Mobile browsers have been around for a long time and have evolved from pretty sucky to providing the “real” Internet in your hand. Taking a look around the mobile browser world there is one observation that is hard to argue against — WebKit browsers are so far ahead of the pack that the rest had better catch up. I’ve played with all of the browsers out there and the WebKit browsers beat the rest hands down when it comes to creating a browsing experience that rivals one on the desktop. If that is the objective, then those browsers not using WebKit had better get busy.

iPhone, Palm Pre

iPhone, Palm Pre

WebKit is the open-source base for the best mobile browsers in the market. Just look at the browser on the Palm Pre, Android, and of course the iPhone, and you have to agree that WebKit is the cat’s meow. The other browsers out there don’t come close to putting full, complicated web pages on the small phone screen. Opera Mobile tries hard but still falls short.
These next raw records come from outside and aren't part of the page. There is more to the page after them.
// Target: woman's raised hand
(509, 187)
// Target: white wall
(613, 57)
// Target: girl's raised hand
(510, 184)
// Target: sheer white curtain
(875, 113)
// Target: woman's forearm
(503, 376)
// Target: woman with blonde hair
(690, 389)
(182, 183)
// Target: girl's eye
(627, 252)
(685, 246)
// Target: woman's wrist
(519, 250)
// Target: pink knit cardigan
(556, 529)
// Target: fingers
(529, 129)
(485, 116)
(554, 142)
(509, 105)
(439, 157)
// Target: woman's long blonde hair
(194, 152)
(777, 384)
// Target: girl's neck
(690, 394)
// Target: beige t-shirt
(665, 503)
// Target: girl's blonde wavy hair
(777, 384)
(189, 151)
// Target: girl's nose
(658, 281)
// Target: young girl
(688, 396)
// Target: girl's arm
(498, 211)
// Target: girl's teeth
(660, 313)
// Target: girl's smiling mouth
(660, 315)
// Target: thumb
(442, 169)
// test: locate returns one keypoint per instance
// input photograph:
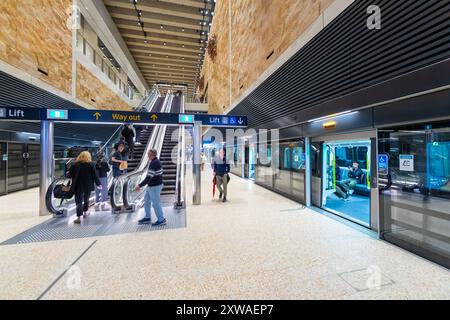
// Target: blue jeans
(153, 197)
(104, 192)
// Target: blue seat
(361, 186)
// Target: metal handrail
(123, 180)
(71, 207)
(179, 189)
(156, 144)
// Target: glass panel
(33, 165)
(415, 188)
(346, 189)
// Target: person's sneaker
(160, 223)
(145, 221)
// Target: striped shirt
(154, 174)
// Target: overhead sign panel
(111, 116)
(13, 113)
(57, 114)
(186, 119)
(221, 120)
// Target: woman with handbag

Now I wouldn’t go as far as Gizmodo and state that all other browsers had better adopt WebKit or go away. There are better mobile browsers, like Opera Mini, for non-touchscreen phones that are faster on those types of phones and optimized for using phone buttons to control. There are also server-based browsers like Skyfire that are pretty darn good, too. Competition is always a good thing and it’s better to have choices out there. Mozilla is hard at work on the Fennec browser which will add spice to the mobile web, too.

I wouldn’t say that all developers working on mobile browsers should stop what they’re doing and adopt WebKit for their product. Only the developers can know how much sense that makes or not. But I will state emphatically that your target is very well-defined with WebKit and you’d better catch up or pass it pretty soon. So far, everything else falls short.